In the past, the plantation at Porto Alegre (which translates as the ‘happy port’) was so important as to warrant its own airstrip.

At first glance there’s nothing much in this very poor fishing village of fewer than 1,000 souls to detain you; consequently, most visitors to São Tomé just drive through on the way to the beaches and accommodation further along: N’Guembú, Praia Inhame and Praia Jalé. However, it’s worth a look if you have the time – there are now a couple of accommodation and food options in town, along with some interesting colonial buildings and ruins to take in.

Porto Alegre Sao Tome Principe by Ji-Elle Wikimedia Commons
Although at first glance it may seem like there’s nothing much to detain you, there are some interesting colonial buildings and ruins to explore here © Ji-Elle, Wikimedia Commons

On the way into town from Malanza, look out for the roadside panels with portraits telling the stories of local artisans, healers, craftspeople, and fishermen (in English and Portuguese). These are part of the Histórias do Sul (Stories of the South) project from Portuguese organisation Leigos para o Desinvolvimento, giving a face to the inhabitants of these Angolar fishing villages too often just passed through by tourists on the way to the beach hotels beyond. Interested visitors can also stop into the primary school, which is happy to receive visits (ask for Dona Arminda).
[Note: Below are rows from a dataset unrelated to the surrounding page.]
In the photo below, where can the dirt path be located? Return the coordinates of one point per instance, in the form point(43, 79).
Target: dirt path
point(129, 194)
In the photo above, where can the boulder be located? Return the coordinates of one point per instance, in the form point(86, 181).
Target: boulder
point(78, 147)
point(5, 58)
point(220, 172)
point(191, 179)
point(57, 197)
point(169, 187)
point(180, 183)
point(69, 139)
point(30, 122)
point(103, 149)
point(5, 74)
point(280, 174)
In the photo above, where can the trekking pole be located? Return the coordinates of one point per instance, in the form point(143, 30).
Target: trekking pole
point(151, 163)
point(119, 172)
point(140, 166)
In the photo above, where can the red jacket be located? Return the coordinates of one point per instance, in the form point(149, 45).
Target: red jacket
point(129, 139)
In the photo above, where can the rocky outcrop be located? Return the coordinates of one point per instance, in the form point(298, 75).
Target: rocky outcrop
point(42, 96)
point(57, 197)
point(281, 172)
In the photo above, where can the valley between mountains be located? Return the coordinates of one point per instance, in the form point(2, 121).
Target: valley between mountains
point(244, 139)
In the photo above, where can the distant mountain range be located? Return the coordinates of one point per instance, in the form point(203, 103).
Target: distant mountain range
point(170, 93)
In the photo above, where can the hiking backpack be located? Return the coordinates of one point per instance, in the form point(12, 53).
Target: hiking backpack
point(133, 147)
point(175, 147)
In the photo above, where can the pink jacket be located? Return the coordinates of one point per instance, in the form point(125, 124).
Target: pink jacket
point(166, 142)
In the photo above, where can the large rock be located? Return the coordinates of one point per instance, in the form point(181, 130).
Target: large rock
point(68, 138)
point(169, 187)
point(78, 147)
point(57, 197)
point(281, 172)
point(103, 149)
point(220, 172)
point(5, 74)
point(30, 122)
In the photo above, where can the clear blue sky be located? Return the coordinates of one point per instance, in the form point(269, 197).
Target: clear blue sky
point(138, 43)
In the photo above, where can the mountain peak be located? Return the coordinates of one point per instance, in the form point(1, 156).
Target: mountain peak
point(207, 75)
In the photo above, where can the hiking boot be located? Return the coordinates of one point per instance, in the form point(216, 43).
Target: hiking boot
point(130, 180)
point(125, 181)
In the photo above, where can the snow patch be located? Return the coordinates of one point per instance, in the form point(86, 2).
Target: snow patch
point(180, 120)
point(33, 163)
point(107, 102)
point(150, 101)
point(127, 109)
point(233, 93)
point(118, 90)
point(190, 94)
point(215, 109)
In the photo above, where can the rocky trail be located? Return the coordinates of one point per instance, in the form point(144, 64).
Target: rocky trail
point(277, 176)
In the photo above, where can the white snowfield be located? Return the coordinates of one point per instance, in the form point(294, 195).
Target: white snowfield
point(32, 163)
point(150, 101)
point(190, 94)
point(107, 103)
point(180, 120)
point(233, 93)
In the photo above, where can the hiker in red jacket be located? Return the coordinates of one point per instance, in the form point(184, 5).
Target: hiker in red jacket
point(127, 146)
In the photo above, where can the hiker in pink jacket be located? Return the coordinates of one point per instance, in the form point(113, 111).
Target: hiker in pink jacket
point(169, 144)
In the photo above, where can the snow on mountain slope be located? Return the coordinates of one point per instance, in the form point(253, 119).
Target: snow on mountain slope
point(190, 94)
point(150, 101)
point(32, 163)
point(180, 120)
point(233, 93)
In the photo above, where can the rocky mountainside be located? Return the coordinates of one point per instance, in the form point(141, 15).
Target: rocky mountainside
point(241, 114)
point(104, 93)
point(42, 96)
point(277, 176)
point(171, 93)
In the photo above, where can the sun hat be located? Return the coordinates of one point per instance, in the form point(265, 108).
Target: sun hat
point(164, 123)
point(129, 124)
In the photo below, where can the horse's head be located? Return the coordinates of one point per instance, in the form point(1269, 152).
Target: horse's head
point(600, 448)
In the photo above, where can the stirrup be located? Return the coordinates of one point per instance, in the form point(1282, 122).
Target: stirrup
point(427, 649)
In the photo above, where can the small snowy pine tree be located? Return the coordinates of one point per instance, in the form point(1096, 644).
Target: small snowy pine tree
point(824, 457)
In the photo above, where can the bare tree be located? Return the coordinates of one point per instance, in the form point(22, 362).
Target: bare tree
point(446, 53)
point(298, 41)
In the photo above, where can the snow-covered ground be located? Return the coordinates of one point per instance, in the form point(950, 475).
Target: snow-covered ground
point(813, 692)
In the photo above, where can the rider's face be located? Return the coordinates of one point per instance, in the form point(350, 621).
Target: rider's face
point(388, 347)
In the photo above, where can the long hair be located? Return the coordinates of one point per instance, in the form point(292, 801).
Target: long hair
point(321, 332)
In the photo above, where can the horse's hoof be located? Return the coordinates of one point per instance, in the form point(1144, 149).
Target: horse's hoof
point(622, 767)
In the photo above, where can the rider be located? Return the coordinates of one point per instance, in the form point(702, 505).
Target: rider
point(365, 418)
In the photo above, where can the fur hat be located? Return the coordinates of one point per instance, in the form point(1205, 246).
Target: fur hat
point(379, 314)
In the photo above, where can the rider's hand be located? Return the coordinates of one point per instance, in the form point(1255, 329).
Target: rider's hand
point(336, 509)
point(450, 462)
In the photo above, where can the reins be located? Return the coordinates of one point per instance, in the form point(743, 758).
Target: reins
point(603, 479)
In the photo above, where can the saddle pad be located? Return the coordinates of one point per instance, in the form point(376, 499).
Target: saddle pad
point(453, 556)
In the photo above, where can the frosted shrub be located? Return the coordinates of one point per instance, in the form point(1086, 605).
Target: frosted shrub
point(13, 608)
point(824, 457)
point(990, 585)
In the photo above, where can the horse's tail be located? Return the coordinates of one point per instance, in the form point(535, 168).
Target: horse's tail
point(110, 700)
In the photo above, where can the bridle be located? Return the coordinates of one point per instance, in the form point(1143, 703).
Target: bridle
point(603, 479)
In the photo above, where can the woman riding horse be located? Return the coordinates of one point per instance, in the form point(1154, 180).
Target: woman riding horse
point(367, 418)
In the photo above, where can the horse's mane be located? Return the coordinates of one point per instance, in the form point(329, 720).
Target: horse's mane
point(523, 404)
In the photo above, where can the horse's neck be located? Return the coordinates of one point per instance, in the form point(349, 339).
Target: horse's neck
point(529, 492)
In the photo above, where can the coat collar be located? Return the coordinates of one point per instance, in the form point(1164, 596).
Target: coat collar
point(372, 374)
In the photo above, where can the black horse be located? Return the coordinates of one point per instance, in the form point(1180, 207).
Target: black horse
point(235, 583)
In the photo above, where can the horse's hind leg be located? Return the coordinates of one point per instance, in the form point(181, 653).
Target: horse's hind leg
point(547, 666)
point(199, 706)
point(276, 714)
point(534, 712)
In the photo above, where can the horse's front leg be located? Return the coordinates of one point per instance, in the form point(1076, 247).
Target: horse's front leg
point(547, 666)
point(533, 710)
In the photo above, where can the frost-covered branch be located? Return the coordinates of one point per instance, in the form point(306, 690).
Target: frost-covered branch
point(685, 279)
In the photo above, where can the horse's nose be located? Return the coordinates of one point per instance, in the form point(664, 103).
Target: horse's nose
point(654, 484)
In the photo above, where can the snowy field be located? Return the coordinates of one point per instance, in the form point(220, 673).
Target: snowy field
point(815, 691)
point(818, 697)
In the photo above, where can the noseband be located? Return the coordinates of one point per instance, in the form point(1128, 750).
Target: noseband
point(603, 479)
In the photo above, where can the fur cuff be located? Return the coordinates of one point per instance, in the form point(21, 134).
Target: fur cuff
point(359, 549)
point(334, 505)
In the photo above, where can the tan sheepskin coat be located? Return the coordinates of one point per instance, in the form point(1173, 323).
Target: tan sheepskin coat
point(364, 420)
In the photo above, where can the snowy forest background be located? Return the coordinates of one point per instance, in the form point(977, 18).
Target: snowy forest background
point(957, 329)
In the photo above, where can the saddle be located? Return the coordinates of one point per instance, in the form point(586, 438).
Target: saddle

Donations of school supplies are gratefully received.

What to see and do in Porto Alegre

A guide can be arranged to show you around, but if you just wander about somebody will usually materialise, people are very friendly and appreciative of the interest.

Goats hop among the ruins and abandoned farm machinery, with the disused brick chimneys providing a compelling backdrop. The most impressive building in Porto Alegre is the big white New Apostolic church up on the hill, and it’s a pleasant stroll up here for views back over the town. You can just about make out the date (1935) on the tall red-brick chimney above the former soap and palm oil plant.

High up on a bluff on the other side of the bay sits the old governor’s house, Casa do Governador. It is privately owned and not open to the public, but you can take a pleasant 30-minute walk up here for a good view over the town and the bay. 

Praia Jale Sao Tome Principe by Tilman Schimmel
Nearby Praia Jalé is the area’s main tourist attraction © Tilman Schimmel

To find it, leave Porto Alegre on the coast path leading towards Praia Jalé; 5 minutes after passing the sign for Praia Jalé a gentle path leads up to your left. Continuing along the coast track towards good swimming beaches, you’re likely to meet a fisherman with his colourful daily catch dangling from his harpoon, or a palm wine tapper working high up in the trees. A local fisherman/diver should be able to offer snorkelling trips. It is also possible to organise mangrove tours from here, and there are a number of activities on offer at Praia Inhame Ecolodge.

Getting to Porto Alegre

A shared taxi from the capital costs 120Db; be aware that on the way back the minibuses leave at 03.00, at 05.00 and the last towards noon. A good number of jeeps pass this way though, so thumbing a ride is a possibility – offer to contribute towards fuel, combustível.